Mais les protestations qui ont déjà émergé aujourd’hui rendent la situation encore plus volatile, faisant planer le spectre d’affrontements entre les deux camps. Pour prévenir ce potentiel de violence, Saied et les partis politiques doivent désamorcer la situation et négocier une sortie de crise. La position de l’UGTT et d’autres acteurs de la société civile sera cruciale à cet égard : combien de temps avant qu’ils n’interviennent à nouveau pour aider à la médiation afin de sortir de cette crise ?
Un autre facteur important à surveiller est la réaction de la communauté internationale. À l’exception de la Turquie, qui s’est fermement opposée à la «suspension du processus démocratique» par Saied, la plupart des pays et des organismes qui sont intervenus (l’Allemagne, l’Union européenne, les Nations unies et les États-Unis) ont généralement adopté une approche attentiste, exprimant leur inquiétude et appelant à la retenue et au dialogue. Pourtant, si les démocraties du monde ne se prononcent pas fermement contre la tentative de coup d’État, cela laisse la possibilité à des puissances contre-révolutionnaires comme l’Arabie saoudite et les Émirats arabes unis d’influencer la crise en soutenant Saied, comme ils l’ont fait pour l’Égyptien Abdel-Fattah el-Sissi.
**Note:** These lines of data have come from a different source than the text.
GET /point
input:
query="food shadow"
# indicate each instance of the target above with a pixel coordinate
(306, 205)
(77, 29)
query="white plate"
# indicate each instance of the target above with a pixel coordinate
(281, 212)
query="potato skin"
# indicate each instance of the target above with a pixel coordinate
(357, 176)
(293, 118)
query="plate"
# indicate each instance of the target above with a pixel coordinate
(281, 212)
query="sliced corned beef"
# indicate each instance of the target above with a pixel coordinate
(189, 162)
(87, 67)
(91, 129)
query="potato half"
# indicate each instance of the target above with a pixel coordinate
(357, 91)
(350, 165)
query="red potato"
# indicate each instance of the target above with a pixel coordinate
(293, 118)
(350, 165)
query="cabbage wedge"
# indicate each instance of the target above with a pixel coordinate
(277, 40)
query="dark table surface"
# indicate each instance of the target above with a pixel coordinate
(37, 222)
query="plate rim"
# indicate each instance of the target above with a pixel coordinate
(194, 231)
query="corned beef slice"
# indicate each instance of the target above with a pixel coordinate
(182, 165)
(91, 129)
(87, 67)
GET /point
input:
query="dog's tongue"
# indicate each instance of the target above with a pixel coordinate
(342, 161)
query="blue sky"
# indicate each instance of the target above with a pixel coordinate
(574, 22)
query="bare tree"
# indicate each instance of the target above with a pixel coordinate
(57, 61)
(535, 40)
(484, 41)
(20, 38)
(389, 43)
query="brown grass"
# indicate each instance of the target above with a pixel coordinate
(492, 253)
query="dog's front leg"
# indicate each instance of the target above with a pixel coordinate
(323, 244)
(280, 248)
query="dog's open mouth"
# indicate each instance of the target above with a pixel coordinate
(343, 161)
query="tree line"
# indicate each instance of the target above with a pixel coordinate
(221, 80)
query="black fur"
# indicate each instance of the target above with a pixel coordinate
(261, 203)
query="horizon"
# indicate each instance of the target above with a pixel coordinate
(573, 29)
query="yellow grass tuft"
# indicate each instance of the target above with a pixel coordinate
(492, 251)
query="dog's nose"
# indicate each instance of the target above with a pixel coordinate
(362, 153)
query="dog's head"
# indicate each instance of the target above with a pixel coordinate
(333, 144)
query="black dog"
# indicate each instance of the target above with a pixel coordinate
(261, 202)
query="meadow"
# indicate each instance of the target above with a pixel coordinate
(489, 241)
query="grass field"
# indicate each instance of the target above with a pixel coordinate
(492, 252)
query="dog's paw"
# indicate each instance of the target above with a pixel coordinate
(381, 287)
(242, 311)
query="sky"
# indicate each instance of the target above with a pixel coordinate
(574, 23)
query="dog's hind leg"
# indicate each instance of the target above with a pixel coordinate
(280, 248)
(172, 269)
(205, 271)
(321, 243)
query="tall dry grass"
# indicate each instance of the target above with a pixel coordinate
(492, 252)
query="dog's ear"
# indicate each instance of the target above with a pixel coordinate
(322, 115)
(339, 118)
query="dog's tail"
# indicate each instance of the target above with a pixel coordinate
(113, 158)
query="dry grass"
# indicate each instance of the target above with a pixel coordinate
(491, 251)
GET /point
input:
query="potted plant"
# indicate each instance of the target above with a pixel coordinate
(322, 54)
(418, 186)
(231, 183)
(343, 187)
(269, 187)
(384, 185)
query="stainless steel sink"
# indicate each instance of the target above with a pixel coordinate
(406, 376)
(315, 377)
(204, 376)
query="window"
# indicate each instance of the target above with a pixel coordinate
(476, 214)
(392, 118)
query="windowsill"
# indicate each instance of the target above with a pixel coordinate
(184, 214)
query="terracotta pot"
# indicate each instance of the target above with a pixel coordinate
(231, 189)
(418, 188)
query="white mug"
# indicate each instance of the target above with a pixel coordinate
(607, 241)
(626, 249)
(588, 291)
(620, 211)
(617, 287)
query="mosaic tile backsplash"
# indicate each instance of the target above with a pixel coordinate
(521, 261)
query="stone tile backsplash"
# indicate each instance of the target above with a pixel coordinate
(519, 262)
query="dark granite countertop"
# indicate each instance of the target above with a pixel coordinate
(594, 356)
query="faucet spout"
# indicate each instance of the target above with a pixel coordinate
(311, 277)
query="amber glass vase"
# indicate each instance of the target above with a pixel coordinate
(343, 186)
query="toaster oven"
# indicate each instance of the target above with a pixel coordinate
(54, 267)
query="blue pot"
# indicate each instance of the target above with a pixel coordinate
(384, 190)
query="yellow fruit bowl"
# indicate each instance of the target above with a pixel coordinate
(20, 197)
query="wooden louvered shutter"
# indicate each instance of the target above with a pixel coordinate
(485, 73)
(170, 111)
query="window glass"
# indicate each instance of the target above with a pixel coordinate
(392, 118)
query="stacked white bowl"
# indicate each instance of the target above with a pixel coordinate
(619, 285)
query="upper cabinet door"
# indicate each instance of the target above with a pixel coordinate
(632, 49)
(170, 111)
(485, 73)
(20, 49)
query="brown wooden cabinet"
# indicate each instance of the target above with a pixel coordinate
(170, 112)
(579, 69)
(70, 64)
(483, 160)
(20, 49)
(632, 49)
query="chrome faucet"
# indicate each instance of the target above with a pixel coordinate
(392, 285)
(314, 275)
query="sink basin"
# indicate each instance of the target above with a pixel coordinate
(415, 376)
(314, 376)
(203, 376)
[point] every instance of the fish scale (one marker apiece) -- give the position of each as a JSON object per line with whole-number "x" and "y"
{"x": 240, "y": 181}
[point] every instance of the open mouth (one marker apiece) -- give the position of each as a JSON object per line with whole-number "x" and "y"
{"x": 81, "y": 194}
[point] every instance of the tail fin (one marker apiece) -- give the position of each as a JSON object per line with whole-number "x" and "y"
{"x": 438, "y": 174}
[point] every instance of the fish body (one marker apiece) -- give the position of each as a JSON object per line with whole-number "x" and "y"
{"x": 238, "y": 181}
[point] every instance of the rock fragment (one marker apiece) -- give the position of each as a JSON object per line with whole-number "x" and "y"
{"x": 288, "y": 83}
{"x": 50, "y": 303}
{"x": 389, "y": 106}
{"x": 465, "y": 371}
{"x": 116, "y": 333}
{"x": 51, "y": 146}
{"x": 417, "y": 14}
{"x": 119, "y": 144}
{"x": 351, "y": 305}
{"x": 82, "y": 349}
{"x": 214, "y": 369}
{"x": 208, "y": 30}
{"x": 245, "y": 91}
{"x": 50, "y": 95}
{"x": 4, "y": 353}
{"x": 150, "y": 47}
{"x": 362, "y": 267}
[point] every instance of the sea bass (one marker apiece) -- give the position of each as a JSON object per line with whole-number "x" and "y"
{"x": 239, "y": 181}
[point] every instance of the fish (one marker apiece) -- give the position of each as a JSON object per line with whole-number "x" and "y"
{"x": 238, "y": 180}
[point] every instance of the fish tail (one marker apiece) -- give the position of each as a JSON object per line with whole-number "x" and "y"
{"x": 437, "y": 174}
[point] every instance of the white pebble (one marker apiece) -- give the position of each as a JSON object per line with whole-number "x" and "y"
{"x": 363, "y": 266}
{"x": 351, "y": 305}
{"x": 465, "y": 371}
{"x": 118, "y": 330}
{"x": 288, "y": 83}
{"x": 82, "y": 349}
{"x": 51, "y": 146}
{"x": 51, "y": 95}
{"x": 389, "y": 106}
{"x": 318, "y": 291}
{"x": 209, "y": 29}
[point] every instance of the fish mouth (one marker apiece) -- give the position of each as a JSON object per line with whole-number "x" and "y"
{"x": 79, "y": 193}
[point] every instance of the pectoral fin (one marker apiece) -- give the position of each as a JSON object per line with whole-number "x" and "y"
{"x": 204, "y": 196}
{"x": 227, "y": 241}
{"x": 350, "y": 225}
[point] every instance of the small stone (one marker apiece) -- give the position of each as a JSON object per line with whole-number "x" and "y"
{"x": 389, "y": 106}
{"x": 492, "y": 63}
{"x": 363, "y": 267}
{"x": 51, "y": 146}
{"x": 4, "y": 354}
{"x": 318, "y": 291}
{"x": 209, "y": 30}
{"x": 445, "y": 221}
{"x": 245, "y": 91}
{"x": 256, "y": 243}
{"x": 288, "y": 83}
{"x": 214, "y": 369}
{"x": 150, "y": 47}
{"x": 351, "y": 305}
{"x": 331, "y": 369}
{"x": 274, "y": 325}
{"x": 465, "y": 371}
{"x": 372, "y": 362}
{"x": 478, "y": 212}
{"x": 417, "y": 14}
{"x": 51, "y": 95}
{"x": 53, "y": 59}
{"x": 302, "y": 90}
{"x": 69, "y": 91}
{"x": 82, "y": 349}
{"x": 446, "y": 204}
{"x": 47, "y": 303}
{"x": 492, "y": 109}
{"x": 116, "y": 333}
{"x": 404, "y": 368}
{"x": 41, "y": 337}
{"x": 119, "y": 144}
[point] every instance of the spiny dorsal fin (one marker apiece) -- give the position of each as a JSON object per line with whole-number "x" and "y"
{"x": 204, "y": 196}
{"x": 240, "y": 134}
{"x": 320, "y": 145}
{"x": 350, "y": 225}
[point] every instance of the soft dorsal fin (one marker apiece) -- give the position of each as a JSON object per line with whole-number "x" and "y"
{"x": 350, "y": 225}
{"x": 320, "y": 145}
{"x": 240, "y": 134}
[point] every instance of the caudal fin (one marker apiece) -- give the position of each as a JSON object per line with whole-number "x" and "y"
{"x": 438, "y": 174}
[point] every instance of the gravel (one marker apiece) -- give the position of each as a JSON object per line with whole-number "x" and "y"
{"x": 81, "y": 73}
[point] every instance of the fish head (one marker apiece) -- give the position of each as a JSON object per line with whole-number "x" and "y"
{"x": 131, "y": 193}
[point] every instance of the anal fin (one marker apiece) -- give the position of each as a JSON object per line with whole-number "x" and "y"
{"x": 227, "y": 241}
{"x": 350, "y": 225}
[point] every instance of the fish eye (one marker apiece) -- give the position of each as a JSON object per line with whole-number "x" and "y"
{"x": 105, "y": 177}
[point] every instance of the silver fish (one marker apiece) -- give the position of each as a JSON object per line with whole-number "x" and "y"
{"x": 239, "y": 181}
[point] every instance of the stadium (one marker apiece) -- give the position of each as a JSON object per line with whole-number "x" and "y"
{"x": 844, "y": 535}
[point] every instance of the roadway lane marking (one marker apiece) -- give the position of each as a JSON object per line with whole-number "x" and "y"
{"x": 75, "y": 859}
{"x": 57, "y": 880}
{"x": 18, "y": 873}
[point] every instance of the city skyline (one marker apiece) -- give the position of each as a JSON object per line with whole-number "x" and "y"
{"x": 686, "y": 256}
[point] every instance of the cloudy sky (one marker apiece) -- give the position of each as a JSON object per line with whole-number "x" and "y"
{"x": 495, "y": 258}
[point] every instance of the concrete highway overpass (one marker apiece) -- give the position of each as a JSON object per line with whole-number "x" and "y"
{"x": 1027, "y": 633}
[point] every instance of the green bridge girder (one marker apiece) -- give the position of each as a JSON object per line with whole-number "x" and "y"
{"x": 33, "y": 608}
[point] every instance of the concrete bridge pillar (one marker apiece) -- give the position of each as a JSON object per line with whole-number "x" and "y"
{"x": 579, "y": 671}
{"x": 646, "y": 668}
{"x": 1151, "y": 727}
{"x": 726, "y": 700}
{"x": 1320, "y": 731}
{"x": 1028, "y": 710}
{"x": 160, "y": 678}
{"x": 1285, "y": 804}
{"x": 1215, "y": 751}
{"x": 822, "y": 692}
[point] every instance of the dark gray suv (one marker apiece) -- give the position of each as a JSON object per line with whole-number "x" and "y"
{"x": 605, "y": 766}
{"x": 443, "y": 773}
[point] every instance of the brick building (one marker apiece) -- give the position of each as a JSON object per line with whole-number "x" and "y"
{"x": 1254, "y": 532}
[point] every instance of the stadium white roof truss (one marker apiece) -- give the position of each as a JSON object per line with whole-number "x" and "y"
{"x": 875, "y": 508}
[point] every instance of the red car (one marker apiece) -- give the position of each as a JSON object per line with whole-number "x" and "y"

Alors que l’économie tunisienne est en plein marasme, le soutien – et l’aide – de l’étranger pourraient bien déterminer l’issue de cette crise, en bien ou en mal.

Radioscopie de la nouvelle constitution
La nouvelle constitution de la Tunisie supprime de nombreux freins et contrepoids de la constitution de 2014 et centralise fermement le pouvoir entre les mains du président. Dans le nouveau système, le président nomme unilatéralement le premier ministre et le cabinet. Le pouvoir législatif est affaibli et divisé en deux organes. Le pouvoir judiciaire est réduit à une fonction administrative du pouvoir exécutif sous le contrôle du président. Le président ne peut être mis en accusation.